Si punta a ridurre il degrado del centro storico e dei suoi caruggi, ad aumentare l’offerta abitativa rivolta agli studenti che potranno così ripopolare il centro regalando nuova vita alla città storica che purtroppo si stava spopolando per lasciare spazio a degrado e criminalità.
Inoltre, verrà incentivata la mobilità elettrica con minibus che possano circolare anche negli stretti caruggi e si costruiranno nuovi percorsi ciclopedonali per agevolare gli spostamenti a impatto zero.

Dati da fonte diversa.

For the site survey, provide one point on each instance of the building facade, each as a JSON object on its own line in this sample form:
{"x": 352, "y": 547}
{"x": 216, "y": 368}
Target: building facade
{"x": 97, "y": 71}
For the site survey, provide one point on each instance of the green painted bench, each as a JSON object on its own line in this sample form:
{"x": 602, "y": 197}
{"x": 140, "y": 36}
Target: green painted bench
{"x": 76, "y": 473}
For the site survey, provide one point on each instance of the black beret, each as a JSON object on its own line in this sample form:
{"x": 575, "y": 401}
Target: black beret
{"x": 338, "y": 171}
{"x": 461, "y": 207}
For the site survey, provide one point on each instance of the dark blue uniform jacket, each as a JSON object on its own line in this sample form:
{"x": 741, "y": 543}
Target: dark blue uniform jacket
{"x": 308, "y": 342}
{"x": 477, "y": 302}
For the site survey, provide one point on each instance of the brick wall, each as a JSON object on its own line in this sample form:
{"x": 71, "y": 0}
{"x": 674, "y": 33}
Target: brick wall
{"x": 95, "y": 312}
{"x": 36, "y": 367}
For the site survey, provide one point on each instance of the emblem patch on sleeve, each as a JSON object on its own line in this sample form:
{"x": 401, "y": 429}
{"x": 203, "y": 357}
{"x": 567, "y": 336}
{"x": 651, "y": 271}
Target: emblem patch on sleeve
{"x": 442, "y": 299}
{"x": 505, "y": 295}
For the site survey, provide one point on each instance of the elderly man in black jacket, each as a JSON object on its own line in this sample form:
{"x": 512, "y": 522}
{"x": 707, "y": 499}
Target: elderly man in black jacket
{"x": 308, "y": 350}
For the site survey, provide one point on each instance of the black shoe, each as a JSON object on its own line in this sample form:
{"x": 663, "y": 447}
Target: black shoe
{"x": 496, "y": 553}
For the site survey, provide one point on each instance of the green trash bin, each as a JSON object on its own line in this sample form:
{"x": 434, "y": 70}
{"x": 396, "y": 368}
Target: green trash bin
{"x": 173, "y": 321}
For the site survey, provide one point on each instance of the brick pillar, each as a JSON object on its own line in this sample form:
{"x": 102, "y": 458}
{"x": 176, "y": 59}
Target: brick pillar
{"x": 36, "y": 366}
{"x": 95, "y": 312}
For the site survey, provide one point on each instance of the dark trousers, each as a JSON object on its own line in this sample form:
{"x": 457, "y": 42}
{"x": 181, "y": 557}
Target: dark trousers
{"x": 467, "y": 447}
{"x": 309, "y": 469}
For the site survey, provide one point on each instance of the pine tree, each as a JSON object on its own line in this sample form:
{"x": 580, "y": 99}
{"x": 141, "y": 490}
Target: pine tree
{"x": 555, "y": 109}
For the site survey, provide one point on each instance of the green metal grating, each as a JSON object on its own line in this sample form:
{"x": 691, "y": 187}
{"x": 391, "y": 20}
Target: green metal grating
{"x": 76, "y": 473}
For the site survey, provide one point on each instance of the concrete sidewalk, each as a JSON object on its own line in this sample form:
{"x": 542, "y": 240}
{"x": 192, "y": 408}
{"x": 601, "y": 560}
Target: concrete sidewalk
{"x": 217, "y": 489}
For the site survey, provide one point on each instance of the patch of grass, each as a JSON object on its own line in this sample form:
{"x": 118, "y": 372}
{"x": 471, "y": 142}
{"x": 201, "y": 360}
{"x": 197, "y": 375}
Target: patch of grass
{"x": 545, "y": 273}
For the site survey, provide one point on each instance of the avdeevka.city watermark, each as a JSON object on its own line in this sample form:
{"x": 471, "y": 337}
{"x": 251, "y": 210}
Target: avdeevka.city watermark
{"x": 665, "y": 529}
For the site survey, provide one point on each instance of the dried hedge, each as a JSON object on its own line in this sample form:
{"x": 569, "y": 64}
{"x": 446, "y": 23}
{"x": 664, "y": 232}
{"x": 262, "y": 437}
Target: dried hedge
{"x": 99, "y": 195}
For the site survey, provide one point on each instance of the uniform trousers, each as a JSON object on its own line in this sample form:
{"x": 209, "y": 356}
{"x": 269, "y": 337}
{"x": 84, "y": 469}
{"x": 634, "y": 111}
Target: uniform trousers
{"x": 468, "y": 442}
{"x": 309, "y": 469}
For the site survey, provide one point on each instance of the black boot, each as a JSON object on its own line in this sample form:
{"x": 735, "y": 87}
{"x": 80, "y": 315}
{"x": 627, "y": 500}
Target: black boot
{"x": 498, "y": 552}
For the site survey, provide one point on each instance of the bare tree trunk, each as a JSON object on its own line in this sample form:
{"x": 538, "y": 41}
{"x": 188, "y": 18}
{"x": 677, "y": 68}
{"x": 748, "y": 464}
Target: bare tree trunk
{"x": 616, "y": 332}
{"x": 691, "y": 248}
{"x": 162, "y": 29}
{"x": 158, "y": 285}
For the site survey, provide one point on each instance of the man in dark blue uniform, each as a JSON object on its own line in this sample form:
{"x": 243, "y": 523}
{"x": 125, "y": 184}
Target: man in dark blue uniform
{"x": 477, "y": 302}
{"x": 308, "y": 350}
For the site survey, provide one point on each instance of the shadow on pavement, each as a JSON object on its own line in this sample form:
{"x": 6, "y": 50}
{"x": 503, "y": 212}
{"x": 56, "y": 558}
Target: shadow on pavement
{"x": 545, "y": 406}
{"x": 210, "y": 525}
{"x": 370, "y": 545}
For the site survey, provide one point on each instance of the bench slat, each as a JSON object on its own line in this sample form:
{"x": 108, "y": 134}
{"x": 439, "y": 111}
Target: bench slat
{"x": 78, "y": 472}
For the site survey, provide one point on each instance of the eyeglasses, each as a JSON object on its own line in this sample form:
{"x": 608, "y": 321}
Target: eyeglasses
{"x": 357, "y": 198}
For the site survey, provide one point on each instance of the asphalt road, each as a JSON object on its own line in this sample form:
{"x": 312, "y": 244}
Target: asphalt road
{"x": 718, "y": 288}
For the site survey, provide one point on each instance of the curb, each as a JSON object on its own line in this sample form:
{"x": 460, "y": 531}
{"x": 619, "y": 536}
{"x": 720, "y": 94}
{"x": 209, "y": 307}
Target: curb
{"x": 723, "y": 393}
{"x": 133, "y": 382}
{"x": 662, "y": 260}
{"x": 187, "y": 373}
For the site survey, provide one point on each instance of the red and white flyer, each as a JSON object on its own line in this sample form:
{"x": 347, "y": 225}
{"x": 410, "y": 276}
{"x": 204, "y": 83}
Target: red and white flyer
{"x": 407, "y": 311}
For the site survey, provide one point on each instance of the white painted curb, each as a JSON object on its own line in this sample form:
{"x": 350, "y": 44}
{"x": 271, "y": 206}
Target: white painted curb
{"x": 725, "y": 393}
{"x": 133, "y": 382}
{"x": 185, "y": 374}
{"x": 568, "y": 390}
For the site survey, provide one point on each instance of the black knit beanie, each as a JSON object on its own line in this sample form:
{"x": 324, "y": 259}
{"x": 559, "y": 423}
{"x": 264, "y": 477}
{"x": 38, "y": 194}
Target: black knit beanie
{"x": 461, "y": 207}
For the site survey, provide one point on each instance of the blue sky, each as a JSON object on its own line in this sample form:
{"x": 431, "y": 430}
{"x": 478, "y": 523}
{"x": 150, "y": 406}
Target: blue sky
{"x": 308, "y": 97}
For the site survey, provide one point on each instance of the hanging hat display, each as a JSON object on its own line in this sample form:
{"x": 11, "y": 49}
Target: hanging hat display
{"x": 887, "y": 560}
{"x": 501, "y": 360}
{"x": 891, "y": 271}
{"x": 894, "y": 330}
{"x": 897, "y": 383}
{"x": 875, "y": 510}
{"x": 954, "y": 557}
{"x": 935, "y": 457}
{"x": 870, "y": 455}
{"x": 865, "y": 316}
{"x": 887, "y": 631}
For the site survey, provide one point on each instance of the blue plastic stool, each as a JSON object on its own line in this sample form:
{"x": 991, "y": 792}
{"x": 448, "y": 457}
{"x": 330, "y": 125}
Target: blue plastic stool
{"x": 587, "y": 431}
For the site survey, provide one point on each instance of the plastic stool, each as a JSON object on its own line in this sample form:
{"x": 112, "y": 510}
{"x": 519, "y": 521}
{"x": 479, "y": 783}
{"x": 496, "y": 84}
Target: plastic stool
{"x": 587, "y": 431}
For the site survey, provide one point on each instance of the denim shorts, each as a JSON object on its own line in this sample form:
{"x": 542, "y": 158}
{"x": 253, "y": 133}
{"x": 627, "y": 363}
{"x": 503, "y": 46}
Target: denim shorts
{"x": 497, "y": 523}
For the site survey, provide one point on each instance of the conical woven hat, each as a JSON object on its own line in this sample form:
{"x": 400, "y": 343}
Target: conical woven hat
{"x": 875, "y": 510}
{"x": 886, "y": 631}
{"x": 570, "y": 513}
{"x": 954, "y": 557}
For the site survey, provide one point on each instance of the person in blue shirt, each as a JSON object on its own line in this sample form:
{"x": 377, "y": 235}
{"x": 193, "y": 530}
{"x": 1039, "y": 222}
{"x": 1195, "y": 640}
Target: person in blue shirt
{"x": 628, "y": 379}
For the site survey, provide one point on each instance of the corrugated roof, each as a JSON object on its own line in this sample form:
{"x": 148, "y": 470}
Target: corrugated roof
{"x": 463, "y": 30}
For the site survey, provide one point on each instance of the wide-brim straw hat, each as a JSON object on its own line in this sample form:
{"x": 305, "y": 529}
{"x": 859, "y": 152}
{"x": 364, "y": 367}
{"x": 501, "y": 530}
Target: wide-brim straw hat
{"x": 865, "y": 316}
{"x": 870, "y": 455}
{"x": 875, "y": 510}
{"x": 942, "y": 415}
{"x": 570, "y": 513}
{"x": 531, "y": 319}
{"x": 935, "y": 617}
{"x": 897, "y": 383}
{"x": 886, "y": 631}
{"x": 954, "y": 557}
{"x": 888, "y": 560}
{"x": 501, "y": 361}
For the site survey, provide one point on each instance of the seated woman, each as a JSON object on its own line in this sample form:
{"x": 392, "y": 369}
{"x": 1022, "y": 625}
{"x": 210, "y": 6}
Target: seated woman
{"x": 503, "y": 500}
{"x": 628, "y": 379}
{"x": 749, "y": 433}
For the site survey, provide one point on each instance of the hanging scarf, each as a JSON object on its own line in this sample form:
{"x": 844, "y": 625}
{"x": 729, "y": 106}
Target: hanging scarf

Nello stesso tempo si combatte la desertificazione delle strade dovuta proprio alla diffusione del digitale, favorendo la rinascita delle piccole realtà commerciali, che con le luci e il passeggio rendono più vivo il quartiere.
Leggendo dei quartieri 20 minuti mi sembra un ritorno alle origini, mi sembra ancora una volta che dopo tanto lavoro in una direzione si stia un po’ facendo dietro front. È un’osservazione che risuona spesso, “forse era meglio quando era peggio”!!!
Tutta questa evoluzione tecnologica, tutta questa digitalizzazione ci ha forse reso un po’ meno felici, e allora torniamo indietro ad apprezzare la passeggiata, i cosiddetti due passi sotto casa, torniamo ad apprezzare la bicicletta per andare al lavoro, i tempi di lavoro moderati senza eccessi, ritorniamo a voler mangiare bene e sano, ad avere un cane e del tempo libero, a pretendere sicurezza, a voler conoscere il nostro vicino di casa e chiedergli lo zucchero se ci manca… Sì, mi piace che i miei figli possano vivere come ho vissuto io da bambina, in quartieri dove ci si possa sentire davvero a casa!